✈ VisaReady — Student Visa Checklist Assistant
Inspiration
As an international student preparing to move abroad for my Bachelor of Data Science, I experienced firsthand how overwhelming the visa application process can be. There are dozens of documents to gather, each with different requirements depending on your destination country and study level — and one missing item can delay or even reject your application.
I kept asking myself: "Why isn't there a simple tool that just tells me exactly what I need, and lets me track it?"
That question became VisaReady.
What It Does
VisaReady is a web application that helps international students manage their student visa application requirements through an interactive checklist system.
- Select your destination country (Australia, USA, UK)
- Select your study level (Undergraduate / Postgraduate)
- Get a personalized checklist grouped by document category
- Track your progress with a live progress bar and readiness percentage
- Ask the built-in Quick Help FAQ about confusing documents like SOP, OSHC, CoE, SEVIS, and more
- Your progress is saved in-session so you don't lose it on refresh
How I Built It
The stack was intentionally kept simple and beginner-friendly:
| Layer | Technology |
|---|---|
| Backend | Python · Flask |
| Frontend | Vanilla HTML5 · CSS3 · JavaScript (ES6+) |
| Persistence | Flask Sessions |
| Fonts | Sora + DM Mono (Google Fonts) |
Architecture:
Browser (HTML/CSS/JS) | fetch() API calls Flask Server (run.py) ├── GET /api/checklist → returns items by country + level ├── POST /api/save → saves checked items to session └── GET /api/load → restores session progress
The checklist data is stored as a Python dictionary in run.py — no database needed. Each entry has an id, label, and category so the frontend can group items visually.
The progress percentage is calculated as:
Progress = (Checked Items / Total Items) x 100
Challenges I Faced
Keeping it truly framework-free The requirement was vanilla JS only — no React, no Vue. Building dynamic DOM manipulation, grouped rendering, and smooth animations from scratch was a great exercise in understanding what frameworks actually do under the hood.
Making session persistence feel seamless Flask sessions use signed cookies, which meant progress had to be serialised cleanly per country+level key. Getting the save/load cycle to feel instant required careful async fetch() handling so the UI never blocked.
Designing a useful FAQ without a real AI backend Instead of an API call, I built a lightweight keyword-matching engine in JS that covers the 10 most commonly confused visa terms. The trick was making it feel responsive — partial matches, word-level fuzzy search, and animated answer reveals all contribute to that experience.

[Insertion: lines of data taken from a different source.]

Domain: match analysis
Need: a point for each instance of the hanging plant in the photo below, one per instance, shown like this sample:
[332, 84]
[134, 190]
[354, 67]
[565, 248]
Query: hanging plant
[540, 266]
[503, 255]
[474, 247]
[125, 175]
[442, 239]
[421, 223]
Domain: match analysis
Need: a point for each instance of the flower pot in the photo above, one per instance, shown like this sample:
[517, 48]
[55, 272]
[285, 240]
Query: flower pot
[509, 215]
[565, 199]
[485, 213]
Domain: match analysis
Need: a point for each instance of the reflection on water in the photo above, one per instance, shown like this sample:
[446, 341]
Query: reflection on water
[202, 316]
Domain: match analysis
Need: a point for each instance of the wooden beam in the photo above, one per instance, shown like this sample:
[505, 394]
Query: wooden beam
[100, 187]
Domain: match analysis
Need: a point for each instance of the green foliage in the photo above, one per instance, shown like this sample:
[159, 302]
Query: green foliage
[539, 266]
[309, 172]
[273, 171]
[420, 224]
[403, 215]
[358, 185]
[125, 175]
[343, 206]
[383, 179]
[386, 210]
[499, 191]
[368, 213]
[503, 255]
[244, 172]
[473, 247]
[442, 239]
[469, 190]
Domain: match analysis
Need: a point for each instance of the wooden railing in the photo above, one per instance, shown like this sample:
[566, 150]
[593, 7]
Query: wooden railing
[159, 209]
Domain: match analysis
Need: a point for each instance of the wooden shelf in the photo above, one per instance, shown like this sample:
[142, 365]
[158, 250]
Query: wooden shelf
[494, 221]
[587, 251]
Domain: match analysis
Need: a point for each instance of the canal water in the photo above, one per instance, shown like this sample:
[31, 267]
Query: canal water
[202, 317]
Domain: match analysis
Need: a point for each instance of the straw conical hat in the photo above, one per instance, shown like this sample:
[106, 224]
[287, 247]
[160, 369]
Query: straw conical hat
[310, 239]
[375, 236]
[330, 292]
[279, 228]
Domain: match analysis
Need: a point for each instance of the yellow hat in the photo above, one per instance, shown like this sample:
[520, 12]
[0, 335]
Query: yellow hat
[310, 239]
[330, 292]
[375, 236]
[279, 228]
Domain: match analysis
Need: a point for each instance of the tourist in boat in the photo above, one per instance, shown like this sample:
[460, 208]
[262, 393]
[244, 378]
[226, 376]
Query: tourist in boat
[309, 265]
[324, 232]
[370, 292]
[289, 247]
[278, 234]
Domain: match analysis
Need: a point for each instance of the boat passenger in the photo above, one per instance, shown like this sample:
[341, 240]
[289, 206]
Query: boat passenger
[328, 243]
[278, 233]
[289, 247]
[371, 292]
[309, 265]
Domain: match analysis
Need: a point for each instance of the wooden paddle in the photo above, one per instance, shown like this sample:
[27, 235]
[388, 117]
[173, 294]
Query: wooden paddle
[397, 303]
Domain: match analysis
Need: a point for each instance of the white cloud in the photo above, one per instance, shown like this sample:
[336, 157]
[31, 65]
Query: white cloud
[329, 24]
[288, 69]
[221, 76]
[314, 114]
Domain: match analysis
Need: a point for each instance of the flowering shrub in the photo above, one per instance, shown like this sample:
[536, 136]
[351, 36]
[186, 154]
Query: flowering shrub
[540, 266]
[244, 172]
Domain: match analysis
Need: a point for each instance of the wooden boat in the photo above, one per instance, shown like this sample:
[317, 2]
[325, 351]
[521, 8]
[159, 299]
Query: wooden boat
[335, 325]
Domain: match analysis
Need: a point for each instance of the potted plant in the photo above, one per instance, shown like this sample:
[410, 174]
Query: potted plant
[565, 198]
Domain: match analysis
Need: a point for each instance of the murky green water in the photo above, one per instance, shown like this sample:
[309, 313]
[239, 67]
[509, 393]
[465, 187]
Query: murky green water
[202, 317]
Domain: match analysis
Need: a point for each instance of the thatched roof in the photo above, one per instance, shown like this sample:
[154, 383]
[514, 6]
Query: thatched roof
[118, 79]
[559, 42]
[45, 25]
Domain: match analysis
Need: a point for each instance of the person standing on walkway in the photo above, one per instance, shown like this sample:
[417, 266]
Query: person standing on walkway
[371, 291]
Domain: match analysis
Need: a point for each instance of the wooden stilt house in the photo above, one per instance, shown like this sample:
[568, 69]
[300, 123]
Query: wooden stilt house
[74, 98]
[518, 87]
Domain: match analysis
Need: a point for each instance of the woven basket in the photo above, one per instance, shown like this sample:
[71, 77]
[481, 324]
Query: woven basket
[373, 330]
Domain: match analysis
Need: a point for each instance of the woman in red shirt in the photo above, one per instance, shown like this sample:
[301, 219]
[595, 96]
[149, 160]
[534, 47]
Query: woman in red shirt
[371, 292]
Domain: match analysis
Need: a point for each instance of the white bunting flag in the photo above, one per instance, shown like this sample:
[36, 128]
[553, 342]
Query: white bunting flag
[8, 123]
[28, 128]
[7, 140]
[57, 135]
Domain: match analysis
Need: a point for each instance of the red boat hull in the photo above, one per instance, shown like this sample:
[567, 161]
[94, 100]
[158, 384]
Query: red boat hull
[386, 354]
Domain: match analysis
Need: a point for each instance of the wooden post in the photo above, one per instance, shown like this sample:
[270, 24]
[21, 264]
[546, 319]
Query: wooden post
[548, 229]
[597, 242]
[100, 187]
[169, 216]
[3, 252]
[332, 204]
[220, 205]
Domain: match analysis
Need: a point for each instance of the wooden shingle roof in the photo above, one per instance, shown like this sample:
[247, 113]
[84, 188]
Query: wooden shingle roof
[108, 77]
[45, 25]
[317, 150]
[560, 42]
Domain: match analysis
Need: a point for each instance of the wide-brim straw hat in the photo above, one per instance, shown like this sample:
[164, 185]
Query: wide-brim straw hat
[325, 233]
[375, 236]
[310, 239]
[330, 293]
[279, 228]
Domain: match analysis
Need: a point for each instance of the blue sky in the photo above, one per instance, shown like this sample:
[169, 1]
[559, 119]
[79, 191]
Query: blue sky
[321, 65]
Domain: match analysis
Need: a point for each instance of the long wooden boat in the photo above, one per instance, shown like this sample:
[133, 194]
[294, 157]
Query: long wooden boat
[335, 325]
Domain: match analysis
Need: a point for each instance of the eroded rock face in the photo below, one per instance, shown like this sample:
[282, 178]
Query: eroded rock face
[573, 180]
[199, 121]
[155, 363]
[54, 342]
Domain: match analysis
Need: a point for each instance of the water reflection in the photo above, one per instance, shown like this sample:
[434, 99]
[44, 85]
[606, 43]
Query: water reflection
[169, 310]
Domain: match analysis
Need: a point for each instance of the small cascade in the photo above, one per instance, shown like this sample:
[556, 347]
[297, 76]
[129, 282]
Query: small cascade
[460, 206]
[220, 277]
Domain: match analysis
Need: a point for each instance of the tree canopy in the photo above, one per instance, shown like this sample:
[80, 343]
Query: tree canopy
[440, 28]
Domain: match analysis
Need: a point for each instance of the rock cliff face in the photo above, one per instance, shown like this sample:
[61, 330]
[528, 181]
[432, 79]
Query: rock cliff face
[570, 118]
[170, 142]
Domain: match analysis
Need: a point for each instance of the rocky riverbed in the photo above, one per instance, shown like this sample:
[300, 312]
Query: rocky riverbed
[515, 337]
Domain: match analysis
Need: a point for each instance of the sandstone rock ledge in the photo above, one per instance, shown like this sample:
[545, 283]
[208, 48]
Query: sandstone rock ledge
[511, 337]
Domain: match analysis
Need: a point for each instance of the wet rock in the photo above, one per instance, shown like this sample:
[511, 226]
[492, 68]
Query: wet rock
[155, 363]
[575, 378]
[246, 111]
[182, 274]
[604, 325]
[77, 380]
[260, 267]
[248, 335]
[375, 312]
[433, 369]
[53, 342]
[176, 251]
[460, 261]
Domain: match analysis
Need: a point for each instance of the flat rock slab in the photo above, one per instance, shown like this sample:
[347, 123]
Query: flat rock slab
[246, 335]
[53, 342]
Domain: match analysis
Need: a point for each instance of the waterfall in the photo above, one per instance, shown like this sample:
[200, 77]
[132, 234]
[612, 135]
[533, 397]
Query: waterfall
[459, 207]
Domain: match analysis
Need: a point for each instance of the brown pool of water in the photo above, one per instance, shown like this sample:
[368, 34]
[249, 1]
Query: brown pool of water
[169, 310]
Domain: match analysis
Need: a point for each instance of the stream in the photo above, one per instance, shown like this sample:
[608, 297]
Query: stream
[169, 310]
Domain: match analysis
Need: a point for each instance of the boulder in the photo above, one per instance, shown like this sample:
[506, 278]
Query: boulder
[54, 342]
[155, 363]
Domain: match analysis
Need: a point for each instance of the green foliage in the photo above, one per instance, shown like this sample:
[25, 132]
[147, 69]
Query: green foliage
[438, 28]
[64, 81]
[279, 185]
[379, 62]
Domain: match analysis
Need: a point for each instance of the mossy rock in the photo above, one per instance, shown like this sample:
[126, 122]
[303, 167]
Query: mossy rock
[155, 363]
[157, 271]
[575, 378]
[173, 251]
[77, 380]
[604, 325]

Responsive design without a CSS framework Every layout decision — the two-column selector grid, the progress card, the quick chips row — had to degrade gracefully to a single column on mobile using only CSS Grid and media queries.
What I Learned
- How Flask sessions work under the hood (signed cookies, server-side state)

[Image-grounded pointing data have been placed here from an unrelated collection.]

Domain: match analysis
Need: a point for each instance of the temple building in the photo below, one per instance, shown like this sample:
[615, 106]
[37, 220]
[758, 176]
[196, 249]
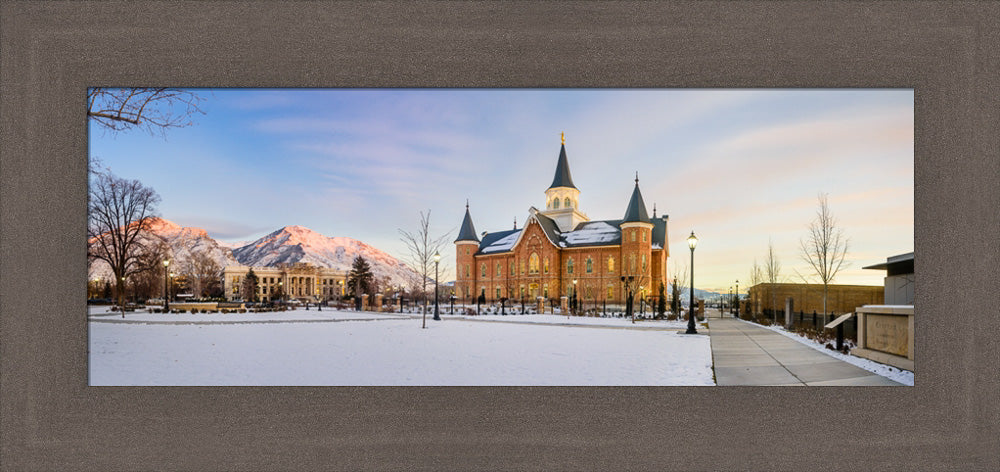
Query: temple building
[560, 250]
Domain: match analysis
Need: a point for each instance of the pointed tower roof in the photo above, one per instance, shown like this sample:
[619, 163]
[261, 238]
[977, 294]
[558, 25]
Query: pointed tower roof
[468, 231]
[562, 177]
[636, 210]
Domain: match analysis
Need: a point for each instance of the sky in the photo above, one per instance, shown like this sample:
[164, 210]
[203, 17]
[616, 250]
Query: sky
[739, 167]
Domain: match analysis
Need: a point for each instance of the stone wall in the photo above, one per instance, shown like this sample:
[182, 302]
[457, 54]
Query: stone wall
[809, 297]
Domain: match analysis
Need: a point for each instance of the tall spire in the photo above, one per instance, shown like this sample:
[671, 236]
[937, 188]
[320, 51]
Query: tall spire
[636, 210]
[468, 231]
[562, 177]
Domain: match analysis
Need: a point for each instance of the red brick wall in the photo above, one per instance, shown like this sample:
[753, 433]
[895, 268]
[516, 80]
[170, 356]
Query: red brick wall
[592, 287]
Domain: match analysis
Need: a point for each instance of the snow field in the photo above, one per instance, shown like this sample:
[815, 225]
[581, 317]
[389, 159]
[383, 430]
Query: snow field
[393, 351]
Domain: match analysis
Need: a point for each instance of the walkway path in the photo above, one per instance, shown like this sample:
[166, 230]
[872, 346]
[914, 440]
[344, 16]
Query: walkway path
[745, 354]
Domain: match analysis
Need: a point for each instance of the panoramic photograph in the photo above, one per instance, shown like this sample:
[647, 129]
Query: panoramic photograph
[500, 237]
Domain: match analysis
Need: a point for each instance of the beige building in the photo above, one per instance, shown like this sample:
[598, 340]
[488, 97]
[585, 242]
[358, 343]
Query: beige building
[299, 281]
[809, 297]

- Writing clean, grouped DOM manipulation in vanilla JavaScript
- CSS custom properties (var()) for maintaining a consistent design system
- How to scope a hackathon project: build the core loop perfectly, then add polish
- The real-world pain points international students face during visa prep
What's Next for VisaReady
- Add Canada, Germany, New Zealand
- File upload tracking per checklist item
- Deadline reminders with calendar integration
- Export checklist as PDF
- University-specific checklists (e.g. UNSW vs Melbourne vs UCL)
- Persistent user accounts for cross-device access
Built With
python · flask · html5 · css3 · javascript · google-fonts
VisaReady was built to solve a real problem that I — and thousands of students like me — face every year. Every international student deserves a stress-free start to their study abroad journey.